Re: Some long running ops may lock osd

Erdem Agaoglu <erdem.agaoglu@xxxxxxxxx> · Tue, 3 Mar 2015 09:33:38 +0200

Thank you folks for bringing that up. I had some questions about sharding. We'd like blind buckets too, at least it's on the roadmap. For the current sharded implementation, what are the final details? Is number of shards defined per bucket or globally? Is there a way to split current indexes into shards?
On the other hand what i'd like to point here is not necessarily large-bucket-index specific. The problem is the mechanism around thread pools. Any request may require locks on a pg and this should not block the requests for other pgs. I'm no expert but the threads may be able to requeue the requests to a locked pg, processing others for other pgs. Or maybe a thread per pg design was possible. Because, you know, it is somewhat OK not being able to do anything for a locked resource. Then you can go and improve your processing or your locks. But it's a whole different problem when a locked pg blocks requests for a few hundred other pgs in other pools for no good reason.
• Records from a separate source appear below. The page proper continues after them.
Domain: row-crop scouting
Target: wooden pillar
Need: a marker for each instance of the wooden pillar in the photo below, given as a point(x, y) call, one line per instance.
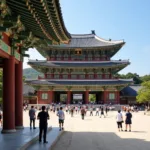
point(86, 97)
point(18, 96)
point(68, 97)
point(9, 95)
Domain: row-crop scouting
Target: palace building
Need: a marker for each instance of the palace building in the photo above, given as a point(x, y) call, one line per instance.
point(80, 68)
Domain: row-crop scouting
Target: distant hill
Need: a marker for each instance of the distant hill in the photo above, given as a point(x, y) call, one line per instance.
point(31, 73)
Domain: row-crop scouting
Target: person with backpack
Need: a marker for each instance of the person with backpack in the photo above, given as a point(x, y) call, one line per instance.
point(119, 118)
point(83, 113)
point(61, 116)
point(128, 120)
point(32, 117)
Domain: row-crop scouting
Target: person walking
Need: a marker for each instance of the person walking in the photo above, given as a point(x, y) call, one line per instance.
point(97, 111)
point(83, 113)
point(128, 120)
point(102, 112)
point(43, 116)
point(106, 110)
point(61, 116)
point(91, 111)
point(119, 119)
point(1, 117)
point(32, 117)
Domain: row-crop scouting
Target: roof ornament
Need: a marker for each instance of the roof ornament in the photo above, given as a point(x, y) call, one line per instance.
point(93, 32)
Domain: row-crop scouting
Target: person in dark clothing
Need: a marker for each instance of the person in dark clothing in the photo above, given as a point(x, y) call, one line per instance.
point(32, 117)
point(43, 117)
point(102, 112)
point(128, 121)
point(82, 113)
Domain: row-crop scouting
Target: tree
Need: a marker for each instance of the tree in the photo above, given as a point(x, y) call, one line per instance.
point(144, 93)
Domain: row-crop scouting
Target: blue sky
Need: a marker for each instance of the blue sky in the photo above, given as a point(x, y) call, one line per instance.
point(115, 19)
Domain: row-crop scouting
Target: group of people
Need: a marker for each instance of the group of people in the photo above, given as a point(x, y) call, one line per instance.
point(128, 120)
point(43, 116)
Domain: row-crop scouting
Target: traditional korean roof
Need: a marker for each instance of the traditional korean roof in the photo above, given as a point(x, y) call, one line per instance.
point(28, 90)
point(41, 17)
point(88, 41)
point(79, 63)
point(80, 82)
point(131, 90)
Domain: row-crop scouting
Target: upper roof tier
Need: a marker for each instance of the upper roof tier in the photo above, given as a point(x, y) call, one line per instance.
point(41, 17)
point(88, 41)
On Tue, Mar 3, 2015 at 5:43 AM, Ben Hines <bhines@xxxxxxxxx> wrote:
Blind-bucket would be perfect for us, as we don't need to list the objects.

We only need to list the bucket when doing a bucket deletion. If we

could clean out/delete all objects in a bucket (without

iterating/listing them) that would be ideal..

On Mon, Mar 2, 2015 at 7:34 PM, GuangYang <yguang11@xxxxxxxxxxx> wrote:

> We have had good experience so far keeping each bucket less than 0.5 million objects, by client side sharding. But I think it would be nice you can test at your scale, with your hardware configuration, as well as your expectation over the tail latency.

>

> Generally the bucket sharding should help, both for Write throughput and *stall with recovering/scrubbing*, but it comes with a prices -  The X shards you have for each bucket, the listing/trimming would be X times weighted, from OSD's load's point of view. There was discussion to implement: 1) blind bucket (for use cases bucket listing is not needed). 2) Un-ordered listing, which could improve the problem I mentioned above. They are on the roadmap...

>

> Thanks,

> Guang

>

>

> ----------------------------------------

>> From: bhines@xxxxxxxxx

>> Date: Mon, 2 Mar 2015 18:13:25 -0800

>> To: erdem.agaoglu@xxxxxxxxx

>> CC: ceph-users@xxxxxxxxxxxxxx

>> Subject: Re:  Some long running ops may lock osd

>>

>> We're seeing a lot of this as well. (as i mentioned to sage at

>> SCALE..) Is there a rule of thumb at all for how big is safe to let a

>> RGW bucket get?

>>

>> Also, is this theoretically resolved by the new bucket-sharding

>> feature in the latest dev release?

>>

>> -Ben

>>

>> On Mon, Mar 2, 2015 at 11:08 AM, Erdem Agaoglu <erdem.agaoglu@xxxxxxxxx> wrote:

>>> Hi Gregory,

>>>

>>> We are not using listomapkeys that way or in any way to be precise. I used

>>> it here just to reproduce the behavior/issue.

>>>

>>> What i am really interested in is if scrubbing-deep actually mitigates the

>>> problem and/or is there something that can be further improved.

>>>

>>> Or i guess we should go upgrade now and hope for the best :)

>>>

>>> On Mon, Mar 2, 2015 at 8:10 PM, Gregory Farnum <greg@xxxxxxxxxxx> wrote:

>>>>

>>>> On Mon, Mar 2, 2015 at 7:56 AM, Erdem Agaoglu <erdem.agaoglu@xxxxxxxxx>

>>>> wrote:

>>>>> Hi all, especially devs,

>>>>>

>>>>> We have recently pinpointed one of the causes of slow requests in our

>>>>> cluster. It seems deep-scrubs on pg's that contain the index file for a

>>>>> large radosgw bucket lock the osds. Incresing op threads and/or disk

>>>>> threads

>>>>> helps a little bit, but we need to increase them beyond reason in order

>>>>> to

>>>>> completely get rid of the problem. A somewhat similar (and more severe)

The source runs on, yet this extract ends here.